| Type: | Package |
| Title: | Digital Epidemiological Analysis and Visualization Tools |
| Version: | 0.1.2 |
| Description: | Integrates methods for epidemiological analysis, modeling, and visualization, including functions for summary statistics, SIR (Susceptible-Infectious-Recovered) modeling, DALY (Disability-Adjusted Life Years) estimation, age standardization, diagnostic test evaluation, NLP (Natural Language Processing) keyword extraction, clinical trial power analysis, survival analysis, SNP (Single Nucleotide Polymorphism) association, and machine learning methods such as logistic regression, k-means clustering, Random Forest, and Support Vector Machine (SVM). Includes datasets for prevalence estimation, SIR modeling, genomic analysis, clinical trials, DALY, diagnostic tests, and survival analysis. Methods are based on Gelman et al. (2013) <doi:10.1201/b16018> and Wickham et al. (2019, ISBN:9781492052040>. |
| License: | MIT + file LICENSE |
| Encoding: | UTF-8 |
| Language: | en-US |
| LazyData: | true |
| RoxygenNote: | 7.3.2 |
| Depends: | R (≥ 4.0.0) |
| Imports: | deSolve, sp, tm, glmnet, caret, survival |
| Suggests: | kernlab, randomForest, stats, knitr, rmarkdown, quarto, usethis, testthat (≥ 3.0.0) |
| VignetteBuilder: | knitr |
| Config/testthat/edition: | 3 |
| NeedsCompilation: | no |
| Author: | Esther Atsabina Wanjala [aut, cre] |
| Maintainer: | Esther Atsabina Wanjala <digitalepidemiologist23@gmail.com> |
| Packaged: | 2025-11-03 07:06:11 UTC; atsab |
| Repository: | CRAN |
| Date/Publication: | 2025-11-05 20:30:13 UTC |
EpidigiR: Digital Epidemiological Analysis and Visualization Tools
Description
Provides tools for epidemiological analysis, modeling, and visualization. Includes functions for summary statistics, SIR (Susceptible-Infectious-Recovered) modeling, DALY (Disability-Adjusted Life Years) calculations, age standardization, diagnostic test evaluation, NLP (Natural Language Processing) keyword extraction, clinical trial power analysis, survival analysis, SNP (Single Nucleotide Polymorphism) association, logistic regression, k-means clustering, Random Forest, and Support Vector Machine (SVM) modeling.
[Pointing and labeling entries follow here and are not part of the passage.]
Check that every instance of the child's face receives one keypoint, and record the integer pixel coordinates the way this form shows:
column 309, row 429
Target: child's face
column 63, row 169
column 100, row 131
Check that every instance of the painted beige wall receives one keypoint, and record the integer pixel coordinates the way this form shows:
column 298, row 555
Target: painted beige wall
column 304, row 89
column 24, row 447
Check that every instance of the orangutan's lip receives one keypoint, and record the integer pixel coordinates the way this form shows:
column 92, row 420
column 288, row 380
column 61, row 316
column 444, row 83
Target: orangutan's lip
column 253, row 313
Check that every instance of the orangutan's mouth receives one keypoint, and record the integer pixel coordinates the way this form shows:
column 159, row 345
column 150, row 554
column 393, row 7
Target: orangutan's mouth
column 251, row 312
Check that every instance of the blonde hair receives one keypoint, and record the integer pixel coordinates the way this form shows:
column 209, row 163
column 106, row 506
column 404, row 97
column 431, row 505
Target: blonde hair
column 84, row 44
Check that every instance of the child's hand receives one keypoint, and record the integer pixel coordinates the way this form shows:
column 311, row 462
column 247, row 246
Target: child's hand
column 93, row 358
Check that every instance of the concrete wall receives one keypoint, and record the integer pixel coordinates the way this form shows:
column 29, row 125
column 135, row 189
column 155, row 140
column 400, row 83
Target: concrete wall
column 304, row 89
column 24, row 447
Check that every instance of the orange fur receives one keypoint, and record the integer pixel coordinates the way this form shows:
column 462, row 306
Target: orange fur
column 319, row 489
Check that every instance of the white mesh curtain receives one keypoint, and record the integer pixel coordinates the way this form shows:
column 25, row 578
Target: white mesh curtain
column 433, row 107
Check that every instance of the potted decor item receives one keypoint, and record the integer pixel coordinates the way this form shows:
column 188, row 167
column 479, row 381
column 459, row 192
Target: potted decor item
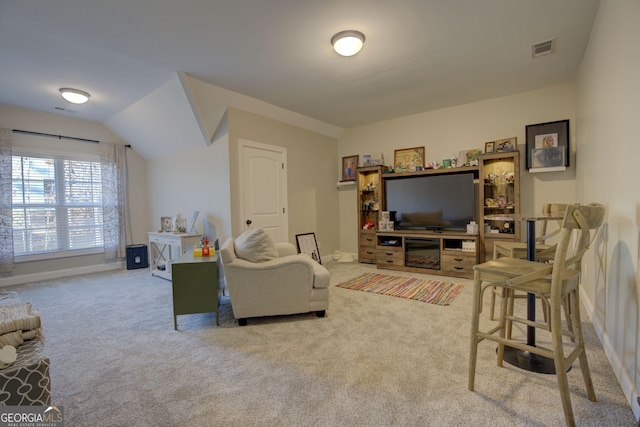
column 179, row 224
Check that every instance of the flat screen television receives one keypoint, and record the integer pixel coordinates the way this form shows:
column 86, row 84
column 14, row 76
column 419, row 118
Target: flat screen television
column 432, row 202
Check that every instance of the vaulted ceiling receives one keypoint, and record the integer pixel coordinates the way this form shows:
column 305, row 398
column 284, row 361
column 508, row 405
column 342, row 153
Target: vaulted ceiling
column 419, row 55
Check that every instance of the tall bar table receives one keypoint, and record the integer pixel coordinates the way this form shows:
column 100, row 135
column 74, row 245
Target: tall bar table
column 521, row 358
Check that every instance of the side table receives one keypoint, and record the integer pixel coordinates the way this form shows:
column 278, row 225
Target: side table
column 196, row 283
column 161, row 251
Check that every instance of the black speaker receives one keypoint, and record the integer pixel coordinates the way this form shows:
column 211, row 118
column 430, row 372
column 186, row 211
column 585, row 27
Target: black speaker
column 137, row 257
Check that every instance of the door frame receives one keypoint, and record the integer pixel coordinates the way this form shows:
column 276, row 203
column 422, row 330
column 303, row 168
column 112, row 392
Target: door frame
column 242, row 143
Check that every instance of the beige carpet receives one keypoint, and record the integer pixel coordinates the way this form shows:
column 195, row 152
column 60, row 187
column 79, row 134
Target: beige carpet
column 373, row 361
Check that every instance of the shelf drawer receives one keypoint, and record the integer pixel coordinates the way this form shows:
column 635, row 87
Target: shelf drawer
column 367, row 254
column 458, row 260
column 390, row 256
column 368, row 239
column 459, row 264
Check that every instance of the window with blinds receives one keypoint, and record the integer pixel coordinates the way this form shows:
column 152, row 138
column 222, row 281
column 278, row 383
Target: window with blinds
column 57, row 206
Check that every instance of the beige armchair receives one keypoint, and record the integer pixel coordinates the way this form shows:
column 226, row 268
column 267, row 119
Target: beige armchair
column 268, row 279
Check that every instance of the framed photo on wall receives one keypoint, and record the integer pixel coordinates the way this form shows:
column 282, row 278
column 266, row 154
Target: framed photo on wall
column 506, row 144
column 307, row 244
column 349, row 165
column 548, row 146
column 408, row 159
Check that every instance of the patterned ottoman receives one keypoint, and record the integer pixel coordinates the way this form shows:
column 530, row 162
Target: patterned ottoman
column 26, row 381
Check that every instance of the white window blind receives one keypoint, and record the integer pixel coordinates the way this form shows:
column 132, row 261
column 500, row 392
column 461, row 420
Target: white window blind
column 57, row 205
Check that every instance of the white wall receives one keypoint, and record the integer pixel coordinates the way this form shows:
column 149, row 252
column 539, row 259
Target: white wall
column 189, row 181
column 446, row 132
column 17, row 118
column 608, row 111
Supplies datasets for prevalence, SIR modeling, genomic analysis, machine learning, NLP, clinical trials, DALY, age standardization, diagnostic tests, and survival analysis.
Author(s)
Maintainer: Esther Atsabina Wanjala digitalepidemiologist23@gmail.com
Clinical Trials Data for Epidemiological Analysis
Description
A dataset containing simulated clinical trial data for analyzing treatment outcomes, suitable for power calculations, logistic regression, Random Forest, and SVM.
Usage
clinical_data
Format
A data frame with 200 rows and 6 columns:
- trial_id
Character, unique identifier for each trial participant.
- arm
Character, treatment arm (e.g., Treatment, Control).
- outcome
Numeric, binary outcome (0 = no response, 1 = response).
- age
Numeric, patient age (years).
- health_score
Numeric, baseline health score (0 to 100).
- dose
Numeric, treatment dose level (e.g., 0 for control, 1 for low dose, 2 for high dose).
Source
Simulated data for demonstration purposes.
Examples
data("clinical_data")
clinical_data$outcome <- as.factor(clinical_data$outcome)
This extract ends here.